As many firms rethink their approaches to succession planning (SP), this article provides a few ideas to consider. Although the article is on CEO succession, many insights apply to SP in general. The authors, David Reimer and Adam Bryant, point out how boards often fail to pick the best CEO candidate because they focus on the wrong criteria. They offer a three-step plan to overcome challenges encountered in SP. 1) Start with strategy and execution, not individual characteristics, 2) Build a shared framework for assessing and discussing candidates, and 3) Structure the process to mitigate bias. Regarding step one, the succession process begins by answering specific foundational questions about the business, such as What problems does our strategy call for us to solve? Questions like these, or those found in my 2016 article Identifying Leadership Capabilities that Drive Business Performance, can inform leadership capabilities critical to succession.
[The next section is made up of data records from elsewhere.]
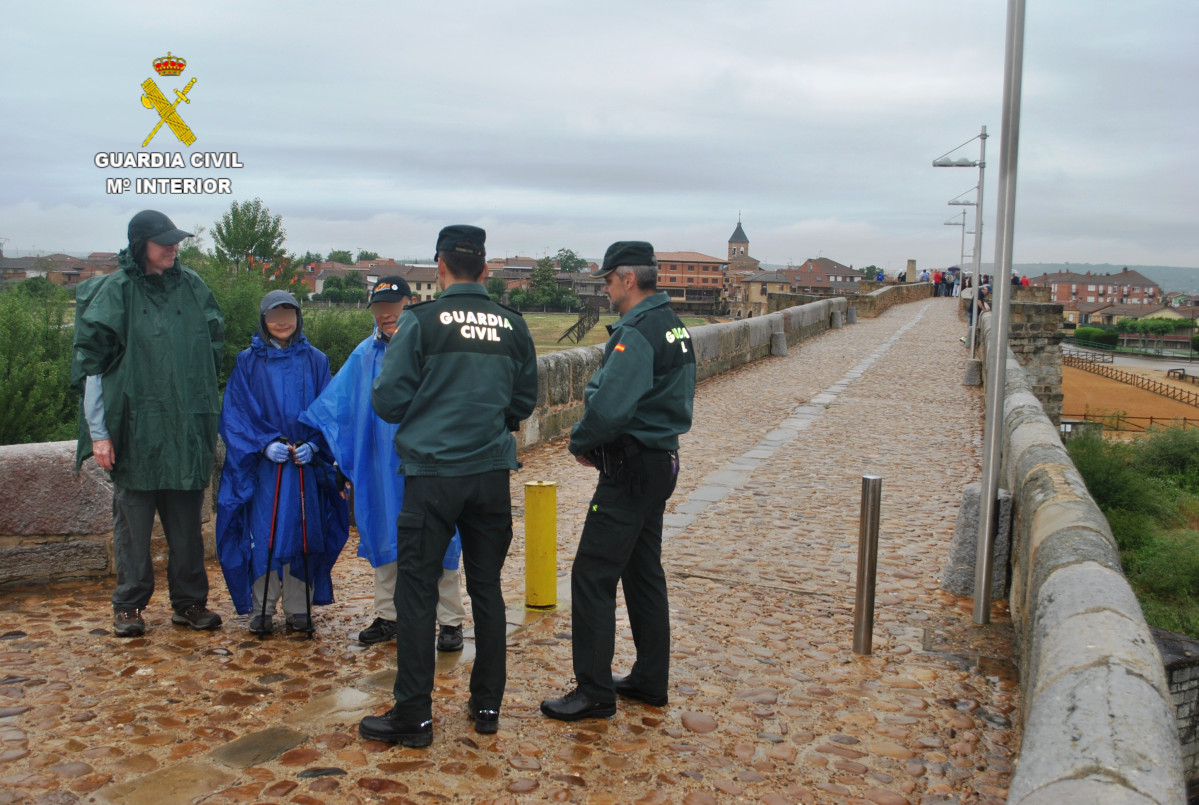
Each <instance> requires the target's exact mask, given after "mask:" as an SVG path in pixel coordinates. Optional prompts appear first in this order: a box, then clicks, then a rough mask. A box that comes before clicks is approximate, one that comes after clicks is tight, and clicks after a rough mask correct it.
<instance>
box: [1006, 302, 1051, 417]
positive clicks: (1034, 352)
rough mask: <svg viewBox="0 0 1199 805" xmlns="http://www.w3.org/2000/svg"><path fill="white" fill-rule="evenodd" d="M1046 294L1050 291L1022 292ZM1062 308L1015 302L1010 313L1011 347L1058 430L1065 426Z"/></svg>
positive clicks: (1007, 335) (1013, 353) (1009, 343)
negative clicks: (1061, 406)
mask: <svg viewBox="0 0 1199 805" xmlns="http://www.w3.org/2000/svg"><path fill="white" fill-rule="evenodd" d="M1020 290H1046V292H1048V290H1049V289H1048V288H1022V289H1020ZM1061 311H1062V306H1061V305H1060V304H1056V302H1055V304H1041V302H1022V301H1018V300H1014V299H1013V300H1012V302H1011V305H1010V310H1008V317H1007V319H1008V334H1007V346H1008V348H1010V349H1011V350H1012V353H1013V354H1014V355H1016V360H1018V361H1019V362H1020V366H1022V367H1023V368H1024V372H1025V373H1026V374H1028V376H1029V384H1030V385H1031V388H1032V394H1035V395H1036V396H1037V400H1040V401H1041V405H1042V407H1043V408H1044V410H1046V415H1047V416H1049V421H1050V422H1053V423H1054V425H1055V426H1056V425H1060V423H1061V398H1062V395H1061V340H1062V338H1064V337H1065V334H1064V332H1062V329H1061V323H1062V317H1061Z"/></svg>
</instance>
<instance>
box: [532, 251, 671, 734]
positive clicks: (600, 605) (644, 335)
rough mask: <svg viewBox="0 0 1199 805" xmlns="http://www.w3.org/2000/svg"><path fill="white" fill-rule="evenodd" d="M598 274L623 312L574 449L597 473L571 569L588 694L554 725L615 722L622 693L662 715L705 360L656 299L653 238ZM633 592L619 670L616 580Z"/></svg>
mask: <svg viewBox="0 0 1199 805" xmlns="http://www.w3.org/2000/svg"><path fill="white" fill-rule="evenodd" d="M591 276H592V277H603V278H604V293H607V294H608V299H609V300H611V306H613V307H614V308H615V310H616V311H617V312H619V313H620V314H621V318H620V320H619V322H617V323H616V324H615V325H614V326H610V328H609V329H608V330H609V332H610V334H611V337H610V338H608V344H607V346H605V347H604V359H603V365H602V366H601V367H599V370H598V371H597V372H596V373H595V376H592V378H591V380H590V382H589V383H588V388H586V390H585V392H584V401H585V409H584V414H583V419H582V420H580V421H579V423H578V425H576V426H574V429H573V431H572V432H571V443H570V451H571V452H572V453H573V455H574V456H576V458H577V459H578V462H579V463H582V464H588V465H591V467H596V468H597V469H598V470H599V482H598V485H597V486H596V492H595V495H594V497H592V498H591V505H590V506H589V509H588V516H586V521H585V522H584V523H583V534H582V535H580V536H579V548H578V552H577V553H576V554H574V566H573V567H572V570H571V600H572V620H573V625H572V632H573V641H572V648H573V655H574V679H576V680H577V681H578V687H576V689H574V690H572V691H570V692H568V693H566V695H565V696H561V697H559V698H550V699H546V701H544V702H542V703H541V711H542V713H544V714H546V715H548V716H549V717H552V719H559V720H561V721H576V720H578V719H590V717H597V716H598V717H608V716H610V715H614V714H615V713H616V696H617V695H620V696H625V697H628V698H634V699H639V701H641V702H646V703H649V704H653V705H657V707H662V705H664V704H665V703H667V684H668V681H669V672H670V619H669V613H668V608H667V582H665V576H664V573H663V572H662V515H663V512H664V511H665V503H667V499H669V498H670V494H671V493H673V492H674V488H675V481H676V480H677V476H679V434H680V433H686V432H687V431H689V429H691V413H692V402H693V398H694V396H695V353H694V349H693V348H692V342H691V334H689V332H688V331H687V329H686V328H685V326H682V323H681V322H680V320H679V317H677V316H675V313H674V311H673V310H670V305H669V298H668V296H667V294H665V293H662V292H657V260H656V259H655V257H653V247H652V246H651V245H650V244H647V242H645V241H637V240H633V241H619V242H615V244H613V245H611V246H609V247H608V252H607V253H605V254H604V259H603V265H602V266H601V268H599V270H597V271H595V272H594V274H592V275H591ZM617 581H619V582H620V583H621V587H622V588H623V590H625V603H626V605H627V608H628V620H629V624H631V626H632V629H633V642H634V643H635V645H637V661H635V662H634V663H633V668H632V671H629V673H628V675H627V677H623V678H619V677H614V675H613V673H611V655H613V649H614V642H615V629H616V582H617Z"/></svg>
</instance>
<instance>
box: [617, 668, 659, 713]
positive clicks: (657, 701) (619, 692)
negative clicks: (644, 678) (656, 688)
mask: <svg viewBox="0 0 1199 805" xmlns="http://www.w3.org/2000/svg"><path fill="white" fill-rule="evenodd" d="M611 684H613V686H614V687H615V689H616V696H623V697H625V698H635V699H637V701H638V702H645V703H646V704H652V705H653V707H665V705H667V697H665V696H656V695H653V693H649V692H646V691H644V690H641V689H640V687H638V686H637V685H634V684H633V683H631V681H629V678H628V677H617V675H616V674H613V675H611Z"/></svg>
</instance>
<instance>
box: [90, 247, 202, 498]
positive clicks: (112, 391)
mask: <svg viewBox="0 0 1199 805" xmlns="http://www.w3.org/2000/svg"><path fill="white" fill-rule="evenodd" d="M120 266H121V270H120V271H118V272H115V274H112V275H107V276H103V277H92V278H91V280H86V281H84V282H82V283H79V287H78V289H77V290H76V330H74V358H73V362H72V367H71V379H72V384H73V385H74V386H76V388H77V389H78V390H79V391H80V392H82V391H83V386H84V382H85V379H86V377H88V376H91V374H100V376H103V390H104V425H106V426H107V427H108V432H109V434H110V435H112V439H113V450H114V452H115V456H116V459H115V467H114V469H113V480H114V481H115V482H116V483H119V485H120V486H122V487H125V488H128V489H203V488H204V487H206V486H207V483H209V479H210V476H211V475H212V456H213V451H215V449H216V437H217V423H218V421H219V416H221V401H219V398H218V395H217V368H218V367H219V366H221V353H222V350H223V349H224V318H223V317H222V316H221V307H219V306H218V305H217V301H216V299H213V296H212V292H211V290H209V287H207V286H205V284H204V281H203V280H200V277H199V275H197V274H195V272H194V271H192V270H191V269H185V268H183V266H182V265H180V263H179V260H175V264H174V265H173V266H171V268H169V269H167V271H164V272H163V274H161V275H153V274H146V272H145V271H144V270H143V268H141V266H140V265H138V264H137V263H135V262H134V259H133V257H132V254H131V253H129V250H125V251H122V252H121V254H120ZM90 455H91V435H90V433H89V431H88V426H86V422H84V421H83V417H82V416H80V425H79V447H78V451H77V453H76V461H77V463H83V461H84V459H85V458H86V457H88V456H90Z"/></svg>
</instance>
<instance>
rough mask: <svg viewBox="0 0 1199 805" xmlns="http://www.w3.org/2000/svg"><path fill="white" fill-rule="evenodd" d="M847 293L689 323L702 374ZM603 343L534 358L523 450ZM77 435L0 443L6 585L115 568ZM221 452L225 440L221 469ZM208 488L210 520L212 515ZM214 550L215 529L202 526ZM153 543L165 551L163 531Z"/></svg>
mask: <svg viewBox="0 0 1199 805" xmlns="http://www.w3.org/2000/svg"><path fill="white" fill-rule="evenodd" d="M846 307H848V302H846V300H845V299H826V300H821V301H817V302H813V304H809V305H803V306H799V307H790V308H787V310H783V311H779V312H777V313H770V314H767V316H763V317H758V318H753V319H746V320H741V322H728V323H723V324H709V325H704V326H699V328H694V329H692V330H691V342H692V344H693V348H694V350H695V360H697V374H698V378H699V379H700V380H703V379H706V378H709V377H712V376H715V374H721V373H723V372H728V371H731V370H735V368H737V367H739V366H743V365H746V364H751V362H753V361H757V360H760V359H763V358H766V356H769V355H771V354H772V348H773V349H777V348H778V346H777V340H776V336H778V335H781V336H782V338H783V340H785V342H787V343H788V344H794V343H797V342H799V341H802V340H805V338H811V337H812V336H814V335H817V334H819V332H823V331H824V330H827V329H830V328H832V326H840V324H842V322H843V319H844V314H845V311H846ZM602 358H603V349H602V348H601V347H579V348H576V349H568V350H565V352H560V353H552V354H549V355H541V356H538V358H537V373H538V380H537V382H538V392H537V408H536V410H535V411H534V415H532V416H531V417H530V419H529V420H526V421H525V422H524V423H523V426H522V428H520V432H519V433H517V444H518V446H519V449H522V450H524V449H528V447H531V446H534V445H537V444H541V443H543V441H549V440H552V439H556V438H559V437H562V435H566V434H567V433H570V429H571V426H573V425H574V423H576V422H577V421H579V419H580V417H582V415H583V391H584V389H585V388H586V384H588V380H589V379H590V378H591V376H592V374H594V373H595V371H596V370H597V368H599V364H601V360H602ZM74 447H76V443H74V441H50V443H43V444H25V445H6V446H0V584H2V583H6V582H22V583H28V582H31V581H36V579H48V578H62V577H74V576H95V575H104V573H109V572H112V567H113V563H112V528H113V497H112V495H113V493H112V483H110V481H109V480H108V477H107V474H106V473H104V471H103V470H101V469H100V468H98V467H96V464H95V462H91V461H89V462H86V463H85V464H84V468H83V471H80V473H79V474H76V470H74ZM223 455H224V451H223V450H222V449H221V445H219V444H218V449H217V463H218V468H217V469H216V470H215V473H213V477H215V479H216V477H219V476H221V471H219V462H221V461H222V458H223ZM209 498H211V495H206V505H205V519H206V521H207V519H210V517H209V512H210V510H211V505H210V504H211V500H210V499H209ZM205 542H206V553H207V555H209V558H212V555H213V536H212V529H211V528H207V529H205ZM151 549H152V552H153V554H155V559H156V561H159V560H161V559H162V558H164V553H165V542H164V540H162V536H161V529H159V528H157V527H156V536H155V540H153V542H152V546H151Z"/></svg>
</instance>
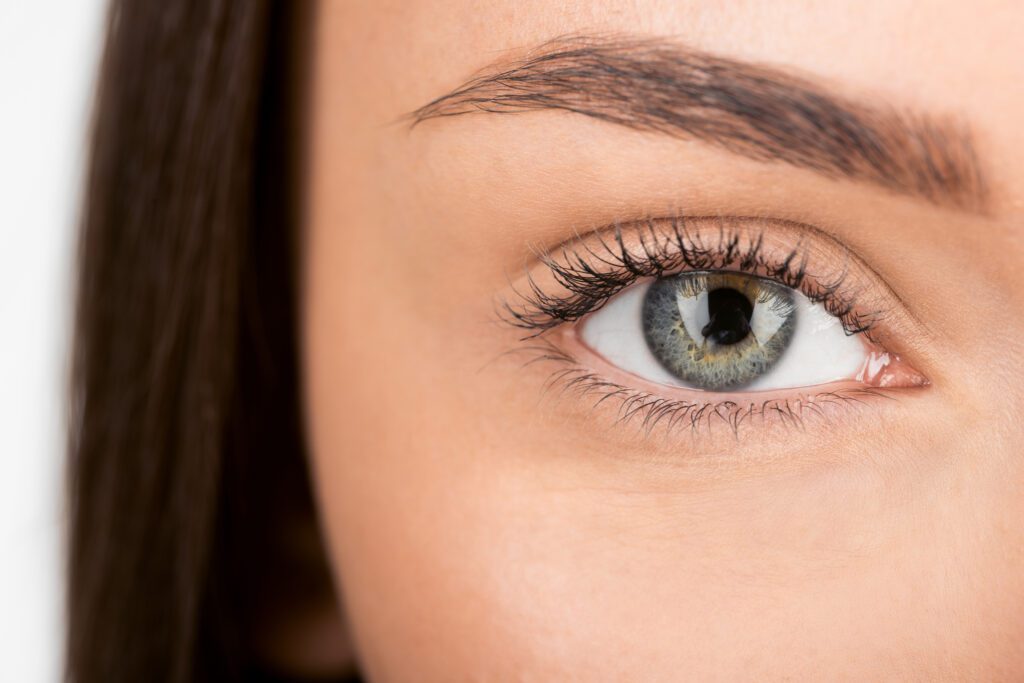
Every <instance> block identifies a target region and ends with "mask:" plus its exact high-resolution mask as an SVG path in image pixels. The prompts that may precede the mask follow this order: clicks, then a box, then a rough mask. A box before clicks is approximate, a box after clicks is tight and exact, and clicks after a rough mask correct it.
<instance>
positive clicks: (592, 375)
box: [500, 217, 892, 436]
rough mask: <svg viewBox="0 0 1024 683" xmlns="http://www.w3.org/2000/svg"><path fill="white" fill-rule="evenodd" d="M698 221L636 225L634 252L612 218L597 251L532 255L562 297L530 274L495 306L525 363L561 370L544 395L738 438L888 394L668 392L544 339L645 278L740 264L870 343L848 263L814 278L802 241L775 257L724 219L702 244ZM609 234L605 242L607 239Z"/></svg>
mask: <svg viewBox="0 0 1024 683" xmlns="http://www.w3.org/2000/svg"><path fill="white" fill-rule="evenodd" d="M695 219H696V218H682V217H676V218H670V219H648V220H645V221H642V222H640V223H637V224H636V232H637V239H638V241H639V250H633V251H631V250H630V248H629V247H628V246H627V244H626V239H625V237H624V230H625V229H632V227H633V226H632V225H629V224H627V225H626V226H624V225H623V224H622V223H616V224H614V225H613V226H611V227H610V229H605V230H598V231H597V232H596V233H595V239H596V247H595V246H588V245H586V244H585V243H584V241H582V240H577V241H575V242H574V243H572V245H574V246H569V245H566V246H562V247H561V248H559V249H558V250H557V252H555V253H554V254H552V253H550V252H543V253H539V254H538V258H539V259H540V261H541V263H542V264H543V265H544V266H545V267H546V268H547V269H548V271H549V272H550V274H551V276H552V278H553V279H554V281H555V282H556V283H557V285H558V287H559V289H563V290H565V293H564V294H550V293H548V292H546V291H545V290H544V289H543V288H542V286H541V285H539V284H538V283H537V281H536V279H535V278H532V276H527V279H526V290H527V291H525V292H521V291H515V293H514V299H513V300H508V299H506V300H504V301H503V302H501V313H500V315H501V317H502V318H503V319H504V321H505V322H506V323H508V324H510V325H512V326H513V327H515V328H518V329H520V330H524V331H525V332H526V333H527V334H526V335H524V336H523V337H522V338H521V341H529V340H531V341H532V343H531V344H529V345H527V346H525V347H521V348H519V349H518V350H519V351H525V352H527V353H529V354H530V356H531V357H530V359H529V360H527V361H526V365H534V364H537V362H542V361H549V362H554V364H557V365H559V366H560V368H559V369H558V370H556V371H554V372H553V373H552V375H551V377H550V378H549V379H548V380H547V381H546V382H545V392H550V391H551V390H552V389H554V388H555V387H558V386H560V387H561V388H560V391H559V393H560V394H563V393H569V392H571V393H573V394H577V395H578V396H579V397H582V398H583V397H588V396H595V397H596V400H595V401H594V404H593V408H594V409H597V408H598V407H600V405H601V404H604V403H606V402H608V401H612V402H615V403H617V405H618V407H617V409H616V411H615V416H616V417H615V422H617V423H626V422H630V421H633V420H638V421H639V427H640V431H641V432H642V433H643V434H644V435H645V436H646V435H649V434H650V432H651V431H652V430H653V429H654V428H655V427H656V426H658V425H659V424H660V425H665V426H666V427H667V428H668V430H669V431H673V430H674V429H676V428H678V427H688V428H690V429H691V430H692V431H694V432H696V431H698V430H699V429H700V428H708V429H710V428H711V426H712V424H713V423H714V422H715V421H716V420H718V421H721V422H722V423H723V424H724V425H726V426H727V427H728V428H729V429H730V430H731V431H732V432H733V434H734V435H738V431H739V428H740V426H741V425H743V424H744V423H746V422H749V421H751V420H753V419H756V418H759V417H760V418H763V419H768V418H776V419H777V421H778V422H779V423H780V424H782V425H784V426H790V427H797V428H802V427H803V425H804V421H805V417H806V416H808V415H812V416H814V417H819V418H827V417H829V413H830V412H829V409H830V408H833V407H836V405H838V404H843V405H851V404H861V403H863V402H864V399H865V398H868V397H873V396H881V397H886V398H892V396H889V395H887V394H885V393H883V392H881V391H878V390H876V389H873V388H870V387H844V388H839V389H834V390H822V391H816V392H814V393H813V394H807V393H804V394H800V395H791V396H790V397H783V398H767V399H758V400H744V401H742V402H741V401H737V400H731V399H724V400H702V401H701V400H697V401H692V400H685V399H674V398H668V397H666V396H660V395H658V394H656V393H653V392H651V391H646V390H642V389H637V388H634V387H629V386H626V385H623V384H620V383H617V382H614V381H612V380H610V379H607V378H605V377H602V376H601V375H600V374H598V373H596V372H594V371H593V370H591V369H589V368H588V367H586V366H585V365H582V364H580V362H579V361H578V360H577V358H575V357H573V356H572V355H571V354H570V353H568V352H566V351H565V350H563V349H562V348H561V347H560V346H558V345H557V344H555V343H554V342H553V341H551V340H550V339H548V338H547V335H546V333H549V332H551V331H553V330H555V329H556V328H560V327H562V326H564V325H567V324H572V323H577V322H579V321H581V319H582V318H583V317H585V316H586V315H587V314H589V313H591V312H593V311H595V310H598V309H599V308H600V307H601V306H603V305H604V304H605V303H606V302H607V301H608V300H610V299H611V298H612V297H614V296H615V295H616V294H618V293H620V292H621V291H623V290H624V289H626V288H628V287H630V286H631V285H634V284H635V283H637V282H638V281H640V280H642V279H646V278H664V276H667V275H672V274H675V273H677V272H681V271H686V270H737V271H740V272H745V273H750V274H757V275H761V276H766V278H769V279H771V280H774V281H776V282H779V283H780V284H782V285H785V286H786V287H790V288H792V289H795V290H798V291H800V292H802V293H803V294H804V296H806V297H807V298H808V299H810V300H811V301H812V302H814V303H819V304H821V305H822V306H823V307H824V308H825V310H827V311H828V312H829V313H830V314H833V315H834V316H836V317H837V318H839V319H840V321H841V323H842V325H843V328H844V330H845V331H846V334H847V335H856V334H863V335H864V336H865V338H867V339H869V340H872V336H871V333H872V331H873V330H874V329H876V326H877V325H879V324H880V322H881V319H882V317H883V311H881V310H873V309H872V310H867V311H865V310H860V309H859V308H858V307H857V305H856V301H855V298H854V297H853V296H851V295H850V294H848V293H847V291H846V290H847V289H849V288H847V287H845V284H846V280H847V275H848V271H847V269H845V268H844V269H843V270H842V271H841V272H840V273H839V274H838V275H837V276H835V278H828V279H825V278H821V276H815V275H813V274H812V273H810V272H809V270H808V259H807V257H806V255H802V250H803V244H802V243H801V242H798V245H797V246H796V247H795V248H794V249H792V250H791V251H790V252H788V253H785V254H784V255H782V256H780V257H779V256H776V257H774V258H773V257H772V256H771V255H769V254H768V253H766V250H765V248H764V244H765V240H764V232H763V231H761V232H757V233H756V237H753V238H752V237H750V236H748V234H745V233H744V232H743V231H741V230H739V229H735V228H730V227H729V226H727V225H726V224H725V223H724V222H720V223H719V229H718V230H717V236H718V238H717V241H716V244H714V245H708V244H706V243H705V241H703V240H702V239H701V237H700V234H699V233H695V232H692V231H690V230H689V229H688V228H687V226H686V222H687V220H695ZM739 220H742V219H739ZM752 220H753V219H752ZM662 226H665V227H662ZM609 232H610V234H611V237H610V239H608V238H607V237H605V236H607V234H608V233H609Z"/></svg>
I previously mentioned that one challenge to succession is underdeveloped successorsthose identified as successors but whose development progress stalls or does not pace with succession timeframes. One reason this happens is that firms use general measures for determining readinesssuch as “ready in 2 years,” without critically evaluating successors’ specific development needs. An alternative option for determining readiness could be the “number of development moves away” a successor is to assuming the targeted role. This approach emphasizes the critical experiences needed to accelerate the successor’s readiness and is action-based. Where are there opportunities to speed up successor readiness in your organization in 2022?